It’s no real news that ageing is changing our society in numerous ways – from simple things like product design (making smart phones for older eyes and fingers to use) to more generationally diverse workplaces.

Demographic change affects DB pension funds in particular. In combination with the prolonged period of low interest rates, it has already had a profound effect on their liabilities and investment practices.

Dutch life expectancy at age 65 is now 18.8 years and 21.2 years respectively for men and women, up from 14.0 and 16.4 years in 1980. The picture is nearly identical in the UK – 18.8 years for men and 21.1 for women in 2017-19.

Translated into asset and liability management, providing two decades of solid income is a prodigious task. In a scenario of rising rates, liabilities will decrease but the value of fixed-income portfolios will also decline. In a low-growth and continued low-rate scenario, attractive risk-adjusted yield remains scarce.

What can be expected as pension funds continue to push into private markets and alternative areas of fixed income? Here are five (probable) outcomes:

• Fee budgets will rise with a new balance of alternative asset classes, at least in the short term (a contentious topic covered by my colleague Carlo Svaluto Moreolo in this issue). In previous decades, legions of product sales staff earned handsome commissions from retirement savings pools – both institutional and retail. In an era of low returns, an important focus of regulators and investors has been to change the balance between costs (decreasing) and transparency (increasing).

An alternative pensions future

In listed markets, a move towards passive and near-passive investments in the past decade led to a panic, in some quarters at least, about the future of active management. Yet its demise has been overstated from a cross-asset-class perspective and anecdotal evidence has long suggested that good institutional investors value both passive and active approaches.

In private most markets, be they real estate credit, for instance, or private equity, there is, as yet, no credible alternative to active management. Willis Towers Watson is investigating a passive approach to private equity but with no clear strategy as yet. As things stand, stakeholders should be comfortable with a sensible balance of fees in private markets, which is not to say they should over pay.

• Some investors will overbid: the competitive nature of many illiquid investment strategies (a narrow pipeline of supply) and the trade off between the fixed cost of due diligence and the opportunity cost of an uncompetitive bid, means that foregoing some portion of future income by overbidding can still be an attractive course of action.

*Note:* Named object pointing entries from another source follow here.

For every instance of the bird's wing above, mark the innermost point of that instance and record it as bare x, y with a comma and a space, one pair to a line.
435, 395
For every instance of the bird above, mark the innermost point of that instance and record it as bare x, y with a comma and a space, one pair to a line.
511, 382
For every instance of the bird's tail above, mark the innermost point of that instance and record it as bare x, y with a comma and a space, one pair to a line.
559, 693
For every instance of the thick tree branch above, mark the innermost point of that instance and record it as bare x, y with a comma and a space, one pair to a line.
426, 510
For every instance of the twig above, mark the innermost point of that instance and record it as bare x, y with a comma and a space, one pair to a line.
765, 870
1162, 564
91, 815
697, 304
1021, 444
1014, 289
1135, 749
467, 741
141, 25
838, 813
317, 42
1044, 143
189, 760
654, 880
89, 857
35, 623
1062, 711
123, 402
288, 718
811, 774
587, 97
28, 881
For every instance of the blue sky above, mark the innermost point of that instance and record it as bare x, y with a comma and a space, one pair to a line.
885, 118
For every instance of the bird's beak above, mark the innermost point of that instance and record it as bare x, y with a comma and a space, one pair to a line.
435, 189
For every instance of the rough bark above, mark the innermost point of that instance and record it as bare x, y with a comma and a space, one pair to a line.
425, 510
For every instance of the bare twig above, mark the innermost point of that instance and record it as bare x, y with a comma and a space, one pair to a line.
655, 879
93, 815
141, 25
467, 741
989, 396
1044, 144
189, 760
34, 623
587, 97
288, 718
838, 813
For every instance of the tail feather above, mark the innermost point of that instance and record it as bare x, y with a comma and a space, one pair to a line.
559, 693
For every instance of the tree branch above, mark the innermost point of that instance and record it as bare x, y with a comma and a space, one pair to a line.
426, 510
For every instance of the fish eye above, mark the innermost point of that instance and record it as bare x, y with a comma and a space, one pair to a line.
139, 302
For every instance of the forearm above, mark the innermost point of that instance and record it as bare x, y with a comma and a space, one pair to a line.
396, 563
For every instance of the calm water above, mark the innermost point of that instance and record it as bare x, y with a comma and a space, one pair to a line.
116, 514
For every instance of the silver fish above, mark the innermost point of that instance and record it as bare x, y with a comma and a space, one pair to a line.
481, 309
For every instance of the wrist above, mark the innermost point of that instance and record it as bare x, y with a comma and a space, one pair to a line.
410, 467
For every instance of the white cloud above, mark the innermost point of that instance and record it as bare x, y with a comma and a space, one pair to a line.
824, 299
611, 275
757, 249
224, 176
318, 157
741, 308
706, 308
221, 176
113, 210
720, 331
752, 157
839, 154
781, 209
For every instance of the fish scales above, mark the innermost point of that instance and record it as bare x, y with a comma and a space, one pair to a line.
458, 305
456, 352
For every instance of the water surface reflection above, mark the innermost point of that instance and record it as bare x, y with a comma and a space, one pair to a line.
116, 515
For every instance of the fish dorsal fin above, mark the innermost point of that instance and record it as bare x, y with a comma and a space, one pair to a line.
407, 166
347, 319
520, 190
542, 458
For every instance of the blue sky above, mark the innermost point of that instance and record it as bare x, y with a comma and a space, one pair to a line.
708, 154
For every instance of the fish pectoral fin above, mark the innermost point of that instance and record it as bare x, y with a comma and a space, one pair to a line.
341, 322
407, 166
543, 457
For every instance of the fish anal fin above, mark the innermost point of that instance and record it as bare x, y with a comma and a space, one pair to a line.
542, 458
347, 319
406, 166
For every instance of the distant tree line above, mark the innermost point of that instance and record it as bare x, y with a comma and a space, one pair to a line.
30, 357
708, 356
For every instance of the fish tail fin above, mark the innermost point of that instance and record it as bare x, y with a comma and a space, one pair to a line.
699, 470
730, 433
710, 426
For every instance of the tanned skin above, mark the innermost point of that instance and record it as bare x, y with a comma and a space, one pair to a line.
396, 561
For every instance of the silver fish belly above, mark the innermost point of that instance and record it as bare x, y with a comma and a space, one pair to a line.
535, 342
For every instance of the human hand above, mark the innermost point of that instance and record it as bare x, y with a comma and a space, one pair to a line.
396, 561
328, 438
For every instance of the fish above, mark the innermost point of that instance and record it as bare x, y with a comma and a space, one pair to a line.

If this resets the pricing benchmark upwards in a particular niche or asset class, then other investors may have to take it on the chin.

• Maturer portfolios take on a green tinge: equities are where the heavy lifting has been in ESG, particularly given the ability of large investors (often working together) to effect change at board level through their engagement and voting approaches. But many companies are decades away from achieving net-carbon zero. Look at portfolio carbon exposure through an LDI lens, however, and the picture changes. A tilt towards green yield-generating private markets assets on the one hand – think renewables – and increasing issuance of green government bonds on the other means a carbon-neutral target can be closer for mature retirement asset pools.

Pension funds will increasingly be able to use green government bonds in their LDI bucket in combination with a portfolio of illiquid alternatives in the return portion, with many of the underlying assets producing both cashflow and measurable impact against climate or other UN SDG goals.

• The shape of outsourcing is changing and investment organisations built to run cashflow-positive DB portfolios are looking less fit for purpose. This could prompt a rethink of in-house management and, indeed, it might spark a wave of outsourcing or consolidation among pension funds with smaller, less-flexible investment teams more focused on liquid markets. It can be hard even for quite sizeable investors to compete with very large international players like the Canadians.

• A limited rotation back to equities: longer, stable investment horizons together with better and more granular modelling of risk means mature pension funds may wish to take on more equity exposure if there is a shortage of viable yield-generating assets – particularly in the form of quality cashflow compounding equities, some of which (not coincidentally) also score highly on ESG metrics. 

Each of these developments would be significant in itself. Taken together they will have profound implications for retirement asset pools.